Alan Dershowitz, the attorney who represented Al Gore when he objected to Florida’s presidential vote in 2000, has slammed the prosecution against former president Donald Trump as a politically motivated witch hunt. According to Derswhowitz, “Al Gore, his legal team and I tried to find uncounted presidential votes, lobbied officials and fought in the courts in 2000. The only difference now? The candidate’s name is Donald Trump… That’s why this prosecution is an outrage.“
“Electoral challenges have long been part of American history,” Dershowitz continued in the Daily Mail. “Only now are they being criminalized.”
“I was one of the lawyers involved in objections to Florida’s presidential vote in 2000. A margin of less than 600 ballots determined that Governor George W. Bush rather than Vice President Al Gore won the state and, thus, the electoral college vote.
“I was convinced then and I am convinced now that this result was wrong. No one was indicted, disbarred, disciplined or even much criticized for those efforts, yet here we stand today.
“President Donald Trump and 18 other defendants has been charged with election fraud, conspiracy, racketeering and more, under a law designed to take down criminal organizations, known as the RICO Act.
“Should Al Gore have been charged in 2000? What about me?”
“Now, Trump and his attorney Rudy Giuliani, along with others, are accused of conspiracy to commit forgery and false statements for drafting their list of alternate electors.
“In 2000, Florida state officials were lobbied to secure recounts in selected counties in which we thought the tally would favor us. We were trying to find at least 600 votes that would change the result.
“This new indictment features Trump’s phone call with Secretary of State Brad Raffensperger, which was captured in an audio recording. In the conversation, Trump asks Raffensperger to ‘find’ 12,000 votes.
“In my mind, this call is among the most exculpatory pieces of evidence. Trump was entitled as a candidate to ask a Georgia state official to locate votes that he believes were not counted.”
“In my mind, this call is among the most exculpatory pieces of evidence. Trump was entitled as a candidate to ask a Georgia state official to locate votes that he believes were not counted.
“In 2000, attempts were made to influence various Florida officials to recount the votes.
“Now, the former president’s request that Georgia’s Republican Speaker of the House reconsider the count is being charged as soliciting a public official to violate his oath.
“But if similar behavior was legal in 2000, how could it be illegal in 2023?”
“In the end, all those efforts in Florida failed when the Supreme Court in a five-to-four vote ordered the recounts stopped thereby turning the election over to President George W. Bush.
“I wrote a book entitled Supreme Injustice, condemning the Supreme Court’s decision and insisting that the election had been stolen from Gore and improperly handed to the candidate who received fewer votes.

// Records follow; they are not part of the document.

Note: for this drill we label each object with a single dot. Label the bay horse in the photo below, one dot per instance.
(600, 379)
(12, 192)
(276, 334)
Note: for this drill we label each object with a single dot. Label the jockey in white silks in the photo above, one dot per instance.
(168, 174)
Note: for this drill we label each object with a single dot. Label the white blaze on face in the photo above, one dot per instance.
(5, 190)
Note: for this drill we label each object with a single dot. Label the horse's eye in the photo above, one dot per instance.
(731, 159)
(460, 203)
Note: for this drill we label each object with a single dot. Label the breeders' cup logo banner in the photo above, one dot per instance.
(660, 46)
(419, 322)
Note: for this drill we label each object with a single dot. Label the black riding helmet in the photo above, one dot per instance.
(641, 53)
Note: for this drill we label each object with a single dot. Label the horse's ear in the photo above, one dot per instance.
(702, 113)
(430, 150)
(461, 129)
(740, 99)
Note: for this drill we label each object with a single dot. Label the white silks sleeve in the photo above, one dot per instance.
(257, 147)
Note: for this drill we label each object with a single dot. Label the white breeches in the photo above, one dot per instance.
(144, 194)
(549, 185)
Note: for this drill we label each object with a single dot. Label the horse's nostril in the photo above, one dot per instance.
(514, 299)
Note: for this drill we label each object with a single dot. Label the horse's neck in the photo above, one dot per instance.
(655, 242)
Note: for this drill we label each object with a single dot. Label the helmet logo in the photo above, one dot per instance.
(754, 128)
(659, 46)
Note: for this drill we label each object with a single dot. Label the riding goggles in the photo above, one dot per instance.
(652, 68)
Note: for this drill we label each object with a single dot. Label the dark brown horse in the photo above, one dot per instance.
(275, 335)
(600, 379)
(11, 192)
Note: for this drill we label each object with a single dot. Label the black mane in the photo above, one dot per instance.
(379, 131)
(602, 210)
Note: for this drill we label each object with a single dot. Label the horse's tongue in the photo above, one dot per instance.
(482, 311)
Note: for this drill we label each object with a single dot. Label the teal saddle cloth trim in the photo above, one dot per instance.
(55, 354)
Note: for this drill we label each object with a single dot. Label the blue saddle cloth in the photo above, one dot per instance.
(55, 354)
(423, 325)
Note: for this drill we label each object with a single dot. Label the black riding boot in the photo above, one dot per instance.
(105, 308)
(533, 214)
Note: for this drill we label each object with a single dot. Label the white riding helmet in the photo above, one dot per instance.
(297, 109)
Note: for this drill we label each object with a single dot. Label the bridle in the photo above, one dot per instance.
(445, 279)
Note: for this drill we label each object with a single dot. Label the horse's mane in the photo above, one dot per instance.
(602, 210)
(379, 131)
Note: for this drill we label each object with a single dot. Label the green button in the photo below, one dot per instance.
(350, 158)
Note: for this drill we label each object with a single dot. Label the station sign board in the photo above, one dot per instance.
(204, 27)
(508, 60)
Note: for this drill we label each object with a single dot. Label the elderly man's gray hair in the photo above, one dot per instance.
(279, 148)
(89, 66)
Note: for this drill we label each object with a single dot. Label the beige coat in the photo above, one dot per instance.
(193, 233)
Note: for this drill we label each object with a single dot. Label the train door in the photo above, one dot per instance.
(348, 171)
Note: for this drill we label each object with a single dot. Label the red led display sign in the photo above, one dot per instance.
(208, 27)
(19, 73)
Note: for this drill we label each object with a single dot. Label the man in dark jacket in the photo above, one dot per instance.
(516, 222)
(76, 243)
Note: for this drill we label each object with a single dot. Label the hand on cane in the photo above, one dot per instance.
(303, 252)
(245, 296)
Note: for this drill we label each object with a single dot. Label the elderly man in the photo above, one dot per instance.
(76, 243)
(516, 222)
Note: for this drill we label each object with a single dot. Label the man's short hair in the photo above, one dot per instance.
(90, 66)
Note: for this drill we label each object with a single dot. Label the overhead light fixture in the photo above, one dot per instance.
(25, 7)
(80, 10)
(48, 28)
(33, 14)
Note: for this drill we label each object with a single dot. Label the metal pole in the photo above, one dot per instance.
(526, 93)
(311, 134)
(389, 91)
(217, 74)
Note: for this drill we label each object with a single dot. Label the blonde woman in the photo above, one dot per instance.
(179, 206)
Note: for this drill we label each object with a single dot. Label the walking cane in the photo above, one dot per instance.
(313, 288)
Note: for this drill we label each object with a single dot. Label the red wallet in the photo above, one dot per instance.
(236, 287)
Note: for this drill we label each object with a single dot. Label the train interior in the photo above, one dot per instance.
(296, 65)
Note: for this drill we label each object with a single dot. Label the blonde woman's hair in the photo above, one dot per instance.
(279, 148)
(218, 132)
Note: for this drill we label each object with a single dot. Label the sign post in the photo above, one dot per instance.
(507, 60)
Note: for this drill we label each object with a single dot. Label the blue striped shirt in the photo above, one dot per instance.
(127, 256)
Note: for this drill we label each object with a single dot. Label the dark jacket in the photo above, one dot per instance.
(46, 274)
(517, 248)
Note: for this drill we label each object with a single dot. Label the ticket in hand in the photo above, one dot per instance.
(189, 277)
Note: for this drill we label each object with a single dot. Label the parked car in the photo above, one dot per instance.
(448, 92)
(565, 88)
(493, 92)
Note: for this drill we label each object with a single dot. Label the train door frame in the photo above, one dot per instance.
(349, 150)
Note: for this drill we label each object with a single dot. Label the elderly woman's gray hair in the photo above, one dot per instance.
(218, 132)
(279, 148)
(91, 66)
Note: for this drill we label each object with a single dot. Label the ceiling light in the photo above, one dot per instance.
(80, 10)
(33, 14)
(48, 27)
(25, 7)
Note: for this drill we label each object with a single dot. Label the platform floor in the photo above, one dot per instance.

“The book was a bestseller, featured in front page reviews in the New York Times and other major publications. Most Americans thought that those challenging the Florida vote had acted in good faith, even though the courts ruled against them.
“What’s different today is that many observers do not believe that Trump and his advisors were sincere when they declared that he had won the election. But that doesn’t make what they did a crime.
“The Georgia indictment hinges on the allegation that Trump was lying in order to corruptly prevent the inauguration of the candidate who won the election fair and square.
“Conspiracy and RICO violations are specific ‘intent’ crimes. In order to secure a conviction, prosecutors must prove a personalized agreement to join a criminal activity.
“That will be an incredibly difficult case to make, especially regarding Trump himself who — to my knowledge – has never wavered from his belief that the election was stolen.”